When good advice goes bad
The other day, the talented Alicia McKay asked her LinkedIn followers about the best career advice they’d ever received. The comments section took off, with people sharing a wide range of insights, from pithy and profound sayings (like ‘Attitude determines Altitude’ from Sunny Hwang-Visser), to longer-form reflections about how to succeed at work and in life.
The post struck a chord with me, because for a while I’ve been thinking about the instances when good advice turns bad. Like that saying about how ‘when all you have is a hammer, everything looks like a nail’, I reckon we need a range of go-to insights and pieces of advice, so we can mix and match for the right occasion. A varied toolbox. Or a capsule wardrobe of advice, if you will.
In my own life, I’ve held fast to two pieces of advice that have sometimes made my life suck. The first, from my lovely high-school English teacher, was to ‘never hand in something that you’re not proud of’. The second, from a hockey coach, was to ‘leave it all on the field’. In other words, give the game everything you’ve got. You should walk off that field feeling absolutely spent.
Combine those two pieces of advice, and you get a bit of a mongrel. “Always hand in perfect work and make sure you wreck yourself in the process”. Um, what?
Because the thing is, the world of work isn’t really like a hockey game, or high school. Careers are really, really long, and the boundaries between work and everything else are getting blurrier by the day.
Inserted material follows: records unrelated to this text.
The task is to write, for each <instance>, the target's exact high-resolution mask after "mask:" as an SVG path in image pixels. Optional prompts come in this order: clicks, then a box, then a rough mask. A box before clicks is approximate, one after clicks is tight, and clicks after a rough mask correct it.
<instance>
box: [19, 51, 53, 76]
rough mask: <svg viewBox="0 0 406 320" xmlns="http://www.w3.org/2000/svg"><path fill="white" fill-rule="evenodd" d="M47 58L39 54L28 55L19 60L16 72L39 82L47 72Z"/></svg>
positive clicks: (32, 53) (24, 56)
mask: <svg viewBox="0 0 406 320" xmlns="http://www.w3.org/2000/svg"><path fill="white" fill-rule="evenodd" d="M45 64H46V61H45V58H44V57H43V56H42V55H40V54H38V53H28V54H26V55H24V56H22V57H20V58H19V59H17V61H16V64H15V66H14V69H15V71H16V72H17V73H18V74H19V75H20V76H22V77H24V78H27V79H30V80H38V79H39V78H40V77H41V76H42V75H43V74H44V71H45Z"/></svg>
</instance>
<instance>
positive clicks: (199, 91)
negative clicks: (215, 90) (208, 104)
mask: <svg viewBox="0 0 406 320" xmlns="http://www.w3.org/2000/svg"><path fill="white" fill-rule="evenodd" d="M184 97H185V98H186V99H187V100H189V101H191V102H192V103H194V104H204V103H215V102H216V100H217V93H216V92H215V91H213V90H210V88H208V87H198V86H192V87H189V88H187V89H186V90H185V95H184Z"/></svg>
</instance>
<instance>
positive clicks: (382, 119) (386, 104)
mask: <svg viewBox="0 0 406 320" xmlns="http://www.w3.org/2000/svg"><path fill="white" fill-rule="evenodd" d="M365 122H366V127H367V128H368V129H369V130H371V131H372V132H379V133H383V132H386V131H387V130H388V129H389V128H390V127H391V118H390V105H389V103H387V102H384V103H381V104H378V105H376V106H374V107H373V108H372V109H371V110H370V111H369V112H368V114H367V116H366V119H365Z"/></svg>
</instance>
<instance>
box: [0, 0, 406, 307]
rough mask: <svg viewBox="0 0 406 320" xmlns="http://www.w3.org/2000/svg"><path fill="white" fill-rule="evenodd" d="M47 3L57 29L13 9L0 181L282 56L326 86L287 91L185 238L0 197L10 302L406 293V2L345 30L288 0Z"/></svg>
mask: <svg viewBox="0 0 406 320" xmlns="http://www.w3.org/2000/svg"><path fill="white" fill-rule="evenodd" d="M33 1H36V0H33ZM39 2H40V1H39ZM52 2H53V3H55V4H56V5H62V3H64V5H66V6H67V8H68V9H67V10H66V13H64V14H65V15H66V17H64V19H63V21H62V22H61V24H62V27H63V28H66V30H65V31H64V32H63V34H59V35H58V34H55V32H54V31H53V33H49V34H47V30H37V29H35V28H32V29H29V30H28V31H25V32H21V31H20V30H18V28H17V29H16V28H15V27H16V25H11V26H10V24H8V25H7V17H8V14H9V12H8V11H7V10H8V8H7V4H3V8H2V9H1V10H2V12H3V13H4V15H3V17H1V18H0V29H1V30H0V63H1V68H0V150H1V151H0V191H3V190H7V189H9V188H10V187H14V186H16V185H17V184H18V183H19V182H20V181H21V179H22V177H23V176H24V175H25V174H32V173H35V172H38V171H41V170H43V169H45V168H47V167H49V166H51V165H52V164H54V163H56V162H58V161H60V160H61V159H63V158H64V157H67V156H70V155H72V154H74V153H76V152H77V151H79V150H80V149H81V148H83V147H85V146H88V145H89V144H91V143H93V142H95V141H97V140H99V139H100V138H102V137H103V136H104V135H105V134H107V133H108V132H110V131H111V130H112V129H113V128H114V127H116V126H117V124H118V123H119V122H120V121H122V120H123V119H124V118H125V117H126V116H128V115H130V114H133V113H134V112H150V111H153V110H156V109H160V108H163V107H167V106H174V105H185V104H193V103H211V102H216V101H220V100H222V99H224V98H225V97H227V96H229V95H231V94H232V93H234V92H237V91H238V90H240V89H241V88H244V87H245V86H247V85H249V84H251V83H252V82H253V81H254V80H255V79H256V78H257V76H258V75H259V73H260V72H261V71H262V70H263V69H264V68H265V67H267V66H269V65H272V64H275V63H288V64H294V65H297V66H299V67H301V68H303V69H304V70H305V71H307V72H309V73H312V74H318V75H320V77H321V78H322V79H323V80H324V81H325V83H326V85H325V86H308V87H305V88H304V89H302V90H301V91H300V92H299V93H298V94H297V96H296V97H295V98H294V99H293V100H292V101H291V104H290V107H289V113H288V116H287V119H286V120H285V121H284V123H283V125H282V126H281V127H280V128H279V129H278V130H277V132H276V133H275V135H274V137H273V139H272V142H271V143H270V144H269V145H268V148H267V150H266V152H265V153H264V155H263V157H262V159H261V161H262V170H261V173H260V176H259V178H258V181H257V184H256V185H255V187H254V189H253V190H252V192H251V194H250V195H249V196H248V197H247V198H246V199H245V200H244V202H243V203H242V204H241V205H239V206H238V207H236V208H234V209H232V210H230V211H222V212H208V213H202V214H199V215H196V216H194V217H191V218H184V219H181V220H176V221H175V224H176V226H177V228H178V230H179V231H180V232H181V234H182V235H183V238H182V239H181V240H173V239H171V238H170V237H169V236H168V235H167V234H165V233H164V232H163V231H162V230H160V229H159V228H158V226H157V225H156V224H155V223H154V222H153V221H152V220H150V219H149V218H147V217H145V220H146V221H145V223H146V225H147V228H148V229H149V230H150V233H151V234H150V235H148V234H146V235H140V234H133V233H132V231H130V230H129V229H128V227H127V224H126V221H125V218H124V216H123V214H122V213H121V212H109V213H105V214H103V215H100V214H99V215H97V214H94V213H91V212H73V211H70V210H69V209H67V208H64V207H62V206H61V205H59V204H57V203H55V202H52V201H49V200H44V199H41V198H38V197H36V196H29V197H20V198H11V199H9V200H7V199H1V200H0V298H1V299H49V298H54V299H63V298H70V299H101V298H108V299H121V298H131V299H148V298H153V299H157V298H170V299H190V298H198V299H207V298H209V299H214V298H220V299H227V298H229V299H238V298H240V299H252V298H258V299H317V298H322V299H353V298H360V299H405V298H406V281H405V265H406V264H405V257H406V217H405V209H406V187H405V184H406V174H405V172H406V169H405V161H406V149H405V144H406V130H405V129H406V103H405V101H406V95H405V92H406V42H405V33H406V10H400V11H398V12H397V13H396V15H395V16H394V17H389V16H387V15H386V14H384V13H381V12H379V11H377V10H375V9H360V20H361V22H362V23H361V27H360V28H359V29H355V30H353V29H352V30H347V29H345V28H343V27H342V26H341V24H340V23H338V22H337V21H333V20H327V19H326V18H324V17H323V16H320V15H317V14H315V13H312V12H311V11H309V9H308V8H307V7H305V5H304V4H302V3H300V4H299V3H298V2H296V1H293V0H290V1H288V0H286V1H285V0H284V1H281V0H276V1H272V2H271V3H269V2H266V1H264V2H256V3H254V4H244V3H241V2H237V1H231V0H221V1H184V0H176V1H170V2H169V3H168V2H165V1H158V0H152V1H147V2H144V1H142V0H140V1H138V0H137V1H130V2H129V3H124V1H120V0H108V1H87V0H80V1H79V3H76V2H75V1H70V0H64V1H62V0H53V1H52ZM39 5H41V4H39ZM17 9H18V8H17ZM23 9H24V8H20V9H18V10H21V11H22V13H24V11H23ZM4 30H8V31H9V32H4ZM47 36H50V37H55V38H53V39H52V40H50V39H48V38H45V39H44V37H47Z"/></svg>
Plus, if you work in consulting or any role that involves customers (ie, if you have a job), then you’ll know that there is always a trade off between the quality of a job, how fast you can do it, and the cost. It’s a triangle and you’re usually forced to pick two out of three options. Want something done fast and well? It will cost. Want something done fast and cheap? Sorry, but that’s when quality is going to give a little.
At times like this, you need other pieces of advice or rules of thumb to live and work by. Like a version of the Pareto principle – that 80% of the value comes from 20% of the work. So where can you focus in order to add value quickly and keep customers happy, without ruining yourself in the process?
Maybe the advice won’t even relate to the work at all, but it’ll help you to hold everything a bit more lightly. Like my dad’s advice when I didn’t get selected for a hockey team – it’s only one person’s opinion. Or when you’re at the centre of a drama – that today’s news is tomorrow’s fish and chip wrapper. (Ok that probably doesn’t stack up in the days of Google search, but you get the idea).
Good advice turns feral when we just ‘copy and paste’ it from one context to another, without questioning whether it’s serving us well. What do you think? Have you seen examples of good advice turning bad? Let me know in the comments – unless your closely held advice is to never comment on public threads haha!